Eu sei, eu sei, dirão vocês, meus quatro ou cinco incrédulos leitores, mas como é possível? 

Não sei, só sei que assim foi.

Em sete verões portugueses – oito se contar que cheguei em meados de um setembro – ainda não havia mergulhado de corpo inteiro numa praia portuguesa. Nunca cheguei nem perto disso, para ser sincero. O máximo que submergi foi até à cintura, mas quando a linha d’água me cumprimentou as partes sensíveis com o seu glaciar toque, bati em retirada.

Mais do que uma vitória pessoal, o banho de mar total numa praia portuguesa foi uma epifania. Só agora percebi o simbolismo de mergulhar a cabeça do bebé na água durante o batismo, quando era mais fácil o padre enfiar os pés do menino aos prantos na pia de pedra. É que o mergulho de cabeça tem a sua pedagogia, a sua mística, o seu milagre.

Assim, nas calmas águas de Sesimbra, senti que mergulhei de cabeça num segundo batismo.

E tive a certeza de que foi naquele instante, e não quando recebi a carta da conservatória, que realmente virei português.
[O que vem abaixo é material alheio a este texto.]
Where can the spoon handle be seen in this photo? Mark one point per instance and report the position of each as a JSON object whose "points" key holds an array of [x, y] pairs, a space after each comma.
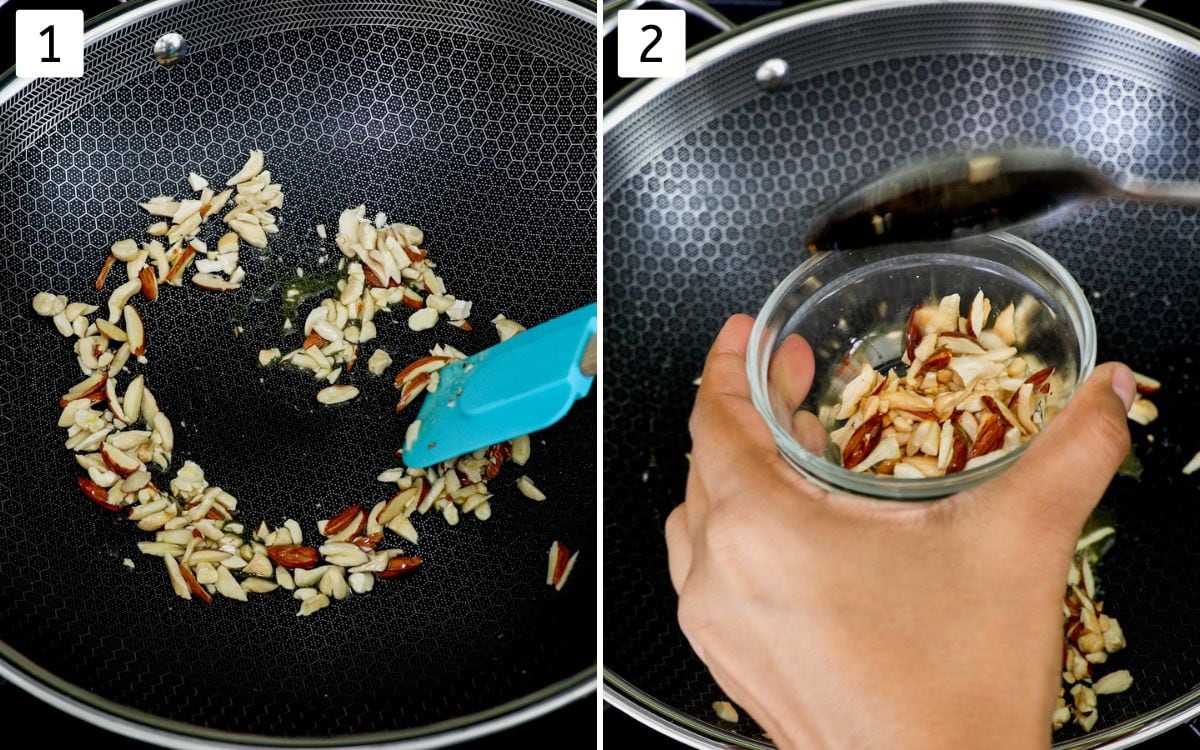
{"points": [[1163, 191]]}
Não foi uma tarefa fácil e rápida, é bom que se diga. Qualquer nascimento pede a sua gestação e entre o primeiro contato com a água e a imersão total levaram-se quarenta e cinco minutos. Um tempo de uma partida de futebol para virar o jogo, para voltar do intervalo do confronto entre eu e comigo mesmo, um outro homem, refrescado e confiante. 

Sentia-me, por fim, completo, livre, sem amarras.

O caminho até a redenção, porém, é feito de provações e também de humilhações. Enquanto avançava a cinco minutos por centímetro mar adentro em curtos pulinhos, um velhinho aproximou-se lépido de mim. Era um homem atarracado, com seus oitenta anos, os olhos espremidos num rosto oval, onde surgiu um simpático sorriso enquadrado por rugas.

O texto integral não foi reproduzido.